We update the Q-Table (a table with the estimated values of the Q function, with all possible states associated with rows and all possible actions associated with columns) based on: the previous value, the reward for choosing this particular action, the maximum expected future reward given the new state, a learning rate and the discount factors for future rewards. These values are related using the Bellman equation, a fundamental result in Dynamic Programming.

Given many opportunities to explore the environment and adequate parameters to balance exploration and exploitation, we should be able to learn the optimal policy (given the way we designed our rewards). But if the feedback is sparse or if it is difficult to learn long-term consequences of the agent’s actions, we’ll have problems in applying reinforcement learning. Deep Q Learning will be useful in approximating the Q-Table and learning the optimal Q-values.

### Okay, and now how do we use it?

One way of looking at the fair value of a derivative contract is by looking at the hedging portfolio; we expect that, on average, the price we pay (receive) for the contract will be offset by the cashflow of the hedging portfolio (minus costs, fees, price impact, etc.). We can then frame the problem of the fair value of a derivative contract like an option as a reinforcement learning problem, where (quoting Halperin) *pricing is done by learning to dynamically optimise risk-adjusted returns for an option replicating portfolio*.

We have explicit pricing formulas for some particular models of the world and even formulas to the theoretical optimal hedging ratios in these models (an excellent reference is “Stochastic Volatility Modeling” by Lorenzo Bergomi), but using Q-Learning, we are not only able to recover these values (although in a discrete setting) but come up with similar strategies on real trading data (which we know is not going to fit any model); remember that Q-Learning is model-free.

Because in the QLBS model the option price is the optimal Q-function and the optimal hedge is also an argument of this function, pricing and hedging are learned together. And the ability to work with simulated data and check convergence with theoretical results and then switch to real-world data and adjust pricing and hedging is a big advantage of this framework.

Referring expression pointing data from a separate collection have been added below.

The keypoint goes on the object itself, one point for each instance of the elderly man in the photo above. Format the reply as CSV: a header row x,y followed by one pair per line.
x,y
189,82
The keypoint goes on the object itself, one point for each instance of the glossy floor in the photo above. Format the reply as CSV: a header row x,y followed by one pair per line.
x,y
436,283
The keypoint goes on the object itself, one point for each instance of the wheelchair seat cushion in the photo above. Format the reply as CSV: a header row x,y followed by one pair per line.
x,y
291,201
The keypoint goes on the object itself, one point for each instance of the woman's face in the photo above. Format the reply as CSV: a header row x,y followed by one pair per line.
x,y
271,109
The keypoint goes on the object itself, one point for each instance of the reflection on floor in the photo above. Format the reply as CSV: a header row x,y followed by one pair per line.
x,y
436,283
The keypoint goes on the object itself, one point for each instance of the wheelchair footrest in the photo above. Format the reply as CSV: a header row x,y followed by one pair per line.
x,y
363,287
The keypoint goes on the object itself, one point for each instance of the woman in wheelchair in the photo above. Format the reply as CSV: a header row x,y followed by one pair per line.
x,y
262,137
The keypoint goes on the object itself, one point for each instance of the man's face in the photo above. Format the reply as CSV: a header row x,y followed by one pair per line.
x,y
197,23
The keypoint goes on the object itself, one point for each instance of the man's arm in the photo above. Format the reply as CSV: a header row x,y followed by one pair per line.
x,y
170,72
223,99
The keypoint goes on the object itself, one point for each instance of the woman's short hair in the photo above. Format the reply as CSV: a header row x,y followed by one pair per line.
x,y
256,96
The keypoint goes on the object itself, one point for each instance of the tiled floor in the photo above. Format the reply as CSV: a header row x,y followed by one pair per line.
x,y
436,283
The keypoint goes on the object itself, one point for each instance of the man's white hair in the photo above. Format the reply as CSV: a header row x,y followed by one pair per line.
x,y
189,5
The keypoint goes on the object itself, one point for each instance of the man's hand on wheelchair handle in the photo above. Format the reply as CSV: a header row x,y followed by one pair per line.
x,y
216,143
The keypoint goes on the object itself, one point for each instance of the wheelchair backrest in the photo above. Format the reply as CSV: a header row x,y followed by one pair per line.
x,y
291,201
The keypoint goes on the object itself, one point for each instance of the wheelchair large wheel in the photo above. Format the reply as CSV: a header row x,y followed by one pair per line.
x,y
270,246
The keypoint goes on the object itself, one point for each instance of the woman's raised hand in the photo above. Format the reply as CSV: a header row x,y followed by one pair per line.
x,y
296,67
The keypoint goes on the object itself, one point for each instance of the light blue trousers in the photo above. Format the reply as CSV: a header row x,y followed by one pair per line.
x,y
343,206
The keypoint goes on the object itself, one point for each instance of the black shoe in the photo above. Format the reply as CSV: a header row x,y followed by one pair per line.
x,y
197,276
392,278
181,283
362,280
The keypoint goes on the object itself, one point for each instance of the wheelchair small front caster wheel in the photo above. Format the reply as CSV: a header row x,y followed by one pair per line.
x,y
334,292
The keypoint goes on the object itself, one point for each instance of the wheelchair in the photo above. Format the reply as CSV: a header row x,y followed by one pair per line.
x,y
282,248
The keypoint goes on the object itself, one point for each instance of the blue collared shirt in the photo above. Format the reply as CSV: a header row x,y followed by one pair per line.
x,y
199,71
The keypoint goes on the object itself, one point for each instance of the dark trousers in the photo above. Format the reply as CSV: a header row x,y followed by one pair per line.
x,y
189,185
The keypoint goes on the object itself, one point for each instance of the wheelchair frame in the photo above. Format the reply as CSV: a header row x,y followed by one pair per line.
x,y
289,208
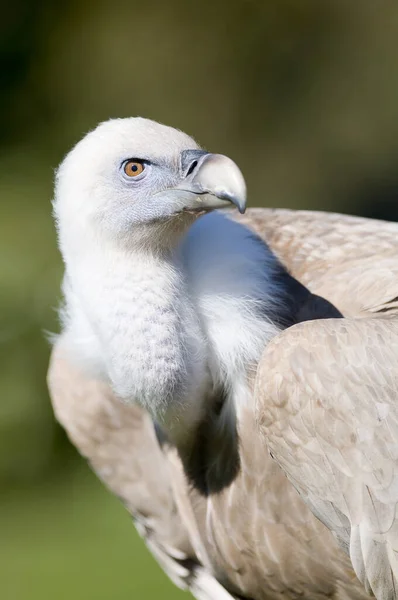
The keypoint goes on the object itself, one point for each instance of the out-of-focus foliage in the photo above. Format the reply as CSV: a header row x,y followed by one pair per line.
x,y
303,95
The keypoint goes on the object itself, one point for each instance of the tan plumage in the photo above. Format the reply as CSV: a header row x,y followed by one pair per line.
x,y
257,537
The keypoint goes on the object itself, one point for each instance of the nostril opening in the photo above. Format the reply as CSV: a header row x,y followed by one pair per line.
x,y
192,167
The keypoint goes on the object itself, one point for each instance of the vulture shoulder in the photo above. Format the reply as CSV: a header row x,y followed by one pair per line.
x,y
350,261
326,391
257,536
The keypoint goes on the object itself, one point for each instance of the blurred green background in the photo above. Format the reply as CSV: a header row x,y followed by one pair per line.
x,y
302,94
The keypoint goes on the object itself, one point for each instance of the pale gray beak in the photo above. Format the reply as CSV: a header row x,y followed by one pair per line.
x,y
214,179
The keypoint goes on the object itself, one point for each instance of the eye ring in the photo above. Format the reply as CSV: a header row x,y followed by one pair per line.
x,y
133,167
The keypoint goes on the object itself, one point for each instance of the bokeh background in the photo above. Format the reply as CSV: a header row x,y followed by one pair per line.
x,y
303,95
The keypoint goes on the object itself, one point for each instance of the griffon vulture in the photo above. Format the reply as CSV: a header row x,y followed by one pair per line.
x,y
209,382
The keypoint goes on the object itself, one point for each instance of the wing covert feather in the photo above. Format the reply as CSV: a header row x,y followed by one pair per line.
x,y
327,404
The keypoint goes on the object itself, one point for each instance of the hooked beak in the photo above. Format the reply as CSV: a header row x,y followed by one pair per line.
x,y
214,180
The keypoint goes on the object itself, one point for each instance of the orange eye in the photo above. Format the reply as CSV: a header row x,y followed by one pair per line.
x,y
133,168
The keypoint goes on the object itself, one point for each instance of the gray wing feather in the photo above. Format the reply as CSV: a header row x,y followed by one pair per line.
x,y
327,404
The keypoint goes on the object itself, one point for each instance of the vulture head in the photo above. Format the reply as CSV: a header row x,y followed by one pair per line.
x,y
134,180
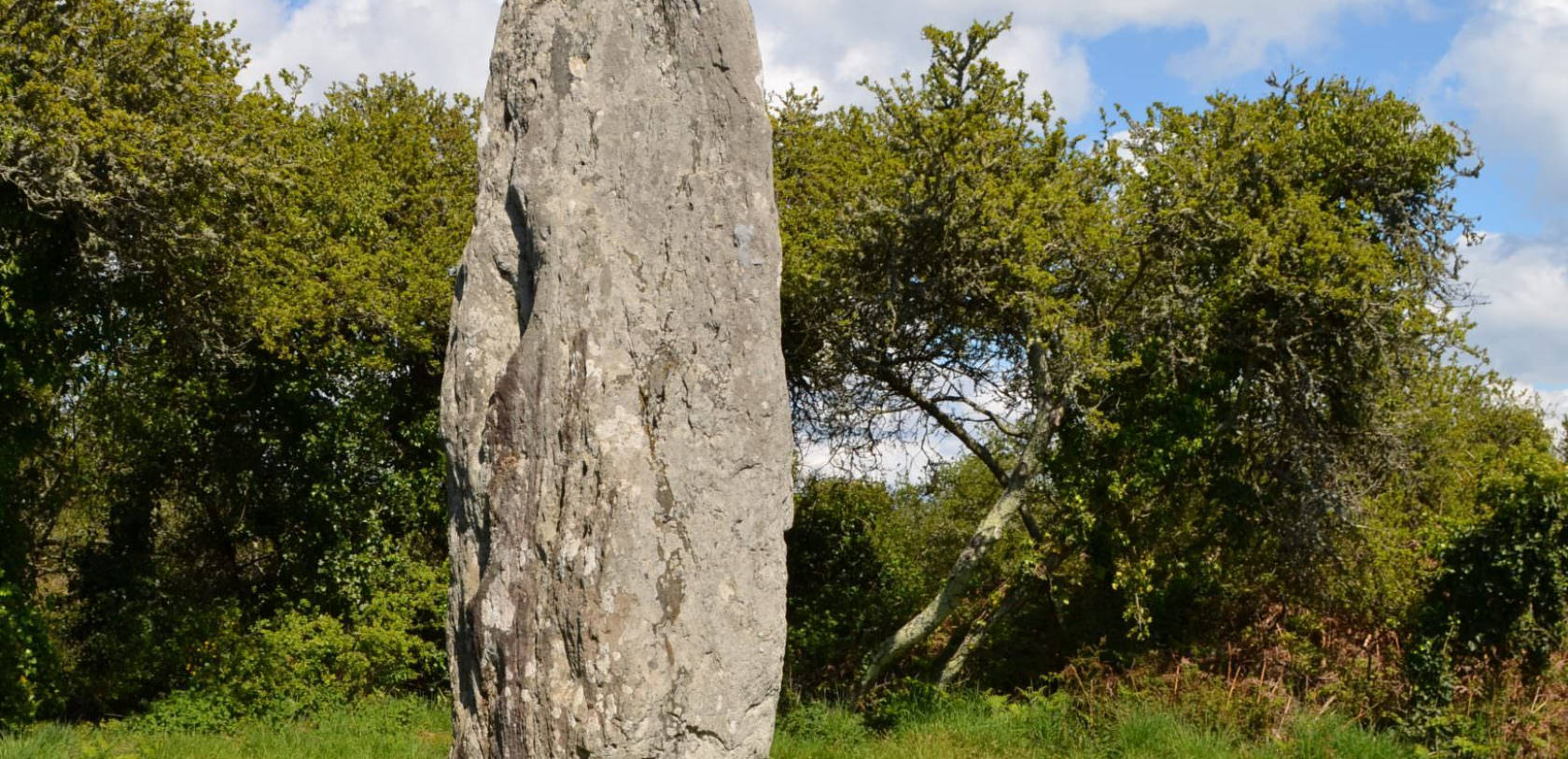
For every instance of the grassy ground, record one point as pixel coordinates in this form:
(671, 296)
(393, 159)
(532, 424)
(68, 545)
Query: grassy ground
(1049, 728)
(371, 729)
(963, 728)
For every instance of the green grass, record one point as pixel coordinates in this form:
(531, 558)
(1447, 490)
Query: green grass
(1049, 728)
(954, 728)
(369, 729)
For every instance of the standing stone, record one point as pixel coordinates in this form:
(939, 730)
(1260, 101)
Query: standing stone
(613, 405)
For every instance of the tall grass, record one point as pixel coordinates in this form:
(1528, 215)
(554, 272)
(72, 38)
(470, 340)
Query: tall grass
(971, 726)
(367, 729)
(1053, 726)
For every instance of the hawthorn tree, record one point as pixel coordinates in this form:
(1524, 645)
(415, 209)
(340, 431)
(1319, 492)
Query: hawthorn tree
(1206, 314)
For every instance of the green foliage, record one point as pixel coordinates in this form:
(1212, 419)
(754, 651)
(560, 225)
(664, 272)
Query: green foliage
(1115, 724)
(221, 325)
(27, 667)
(1501, 599)
(303, 661)
(372, 728)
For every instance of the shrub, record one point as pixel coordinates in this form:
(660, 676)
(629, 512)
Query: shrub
(303, 661)
(25, 657)
(1501, 599)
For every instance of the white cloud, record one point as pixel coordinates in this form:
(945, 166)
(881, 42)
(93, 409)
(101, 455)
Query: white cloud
(1507, 66)
(1523, 320)
(818, 39)
(444, 43)
(809, 43)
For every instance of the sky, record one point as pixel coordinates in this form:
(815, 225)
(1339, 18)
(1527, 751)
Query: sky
(1498, 68)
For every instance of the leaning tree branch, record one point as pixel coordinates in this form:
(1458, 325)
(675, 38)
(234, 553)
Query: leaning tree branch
(960, 579)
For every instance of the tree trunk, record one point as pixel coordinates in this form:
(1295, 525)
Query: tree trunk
(960, 579)
(1012, 597)
(613, 405)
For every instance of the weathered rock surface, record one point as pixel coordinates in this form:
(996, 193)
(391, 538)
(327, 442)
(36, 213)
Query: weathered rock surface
(615, 405)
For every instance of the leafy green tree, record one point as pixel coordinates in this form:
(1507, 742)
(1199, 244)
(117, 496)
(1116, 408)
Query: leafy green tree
(221, 320)
(1201, 320)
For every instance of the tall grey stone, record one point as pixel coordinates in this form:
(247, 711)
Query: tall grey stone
(613, 405)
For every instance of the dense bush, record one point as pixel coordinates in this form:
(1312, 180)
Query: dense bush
(27, 668)
(301, 659)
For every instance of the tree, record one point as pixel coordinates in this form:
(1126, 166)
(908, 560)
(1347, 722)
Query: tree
(223, 314)
(1203, 316)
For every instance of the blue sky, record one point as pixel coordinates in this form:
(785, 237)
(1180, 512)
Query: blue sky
(1499, 68)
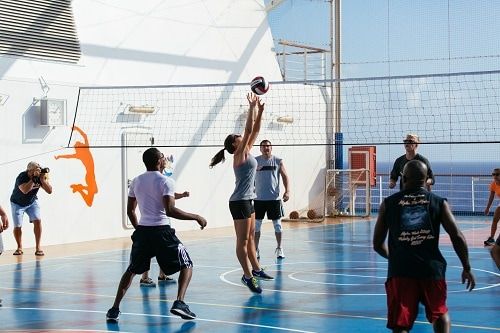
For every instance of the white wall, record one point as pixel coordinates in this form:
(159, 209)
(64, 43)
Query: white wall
(128, 42)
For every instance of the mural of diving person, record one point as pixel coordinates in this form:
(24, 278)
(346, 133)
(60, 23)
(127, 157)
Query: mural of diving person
(83, 153)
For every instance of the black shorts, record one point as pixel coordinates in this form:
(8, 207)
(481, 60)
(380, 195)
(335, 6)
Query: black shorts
(241, 209)
(159, 242)
(273, 208)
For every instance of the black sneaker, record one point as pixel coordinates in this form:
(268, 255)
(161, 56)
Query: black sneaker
(252, 284)
(179, 308)
(165, 279)
(113, 315)
(261, 275)
(489, 241)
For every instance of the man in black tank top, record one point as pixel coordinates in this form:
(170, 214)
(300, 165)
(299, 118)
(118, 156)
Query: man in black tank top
(411, 219)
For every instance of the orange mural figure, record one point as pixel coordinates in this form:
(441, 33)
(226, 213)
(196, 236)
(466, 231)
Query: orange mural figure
(82, 153)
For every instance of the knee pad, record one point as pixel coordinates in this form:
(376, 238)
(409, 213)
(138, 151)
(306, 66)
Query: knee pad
(277, 226)
(258, 224)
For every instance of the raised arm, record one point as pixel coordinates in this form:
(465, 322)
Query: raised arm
(286, 182)
(242, 147)
(490, 201)
(256, 124)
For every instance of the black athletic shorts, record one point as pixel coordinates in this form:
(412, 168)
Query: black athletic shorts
(241, 209)
(159, 242)
(273, 208)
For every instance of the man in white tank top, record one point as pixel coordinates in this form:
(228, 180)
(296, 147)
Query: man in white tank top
(153, 236)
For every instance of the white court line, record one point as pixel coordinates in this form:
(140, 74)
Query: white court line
(165, 316)
(224, 279)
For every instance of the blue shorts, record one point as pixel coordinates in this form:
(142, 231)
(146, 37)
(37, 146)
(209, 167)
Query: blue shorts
(33, 212)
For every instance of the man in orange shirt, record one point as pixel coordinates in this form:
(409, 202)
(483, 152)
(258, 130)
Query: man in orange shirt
(494, 189)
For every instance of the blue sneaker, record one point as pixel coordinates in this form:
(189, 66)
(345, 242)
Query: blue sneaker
(113, 315)
(179, 308)
(261, 275)
(252, 284)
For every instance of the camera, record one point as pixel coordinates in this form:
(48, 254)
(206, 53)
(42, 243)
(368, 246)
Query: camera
(36, 179)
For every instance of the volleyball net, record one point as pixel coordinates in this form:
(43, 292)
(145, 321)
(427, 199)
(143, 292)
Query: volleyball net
(442, 108)
(456, 116)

One interesting question is how much we should “overfit” to real data; suppose our training data has 7 months of low volatility and prices trending up followed by 7 months of high volatility and prices tumbling down. Is my ideal model supposed to switch between different behaviors (like in the papers “Regimes of Volatility” by Emanuel Derman and “Delta-Hedging Vega Risk” by Stéphane Crépey)? This could be different than a model-implied optimal delta.

Other recent papers on the subject include “Dynamic Replication and Hedging: A Reinforcement Learning Approach”, by Petter Kolm and Gordon Ritter and “Deep hedging” (Buehler, Gonon, Teichmann and Wood).

In a later post (and at QuantMinds International 2019 in Vienna) I’ll discuss how this idea can be applied to interest rate interpolation.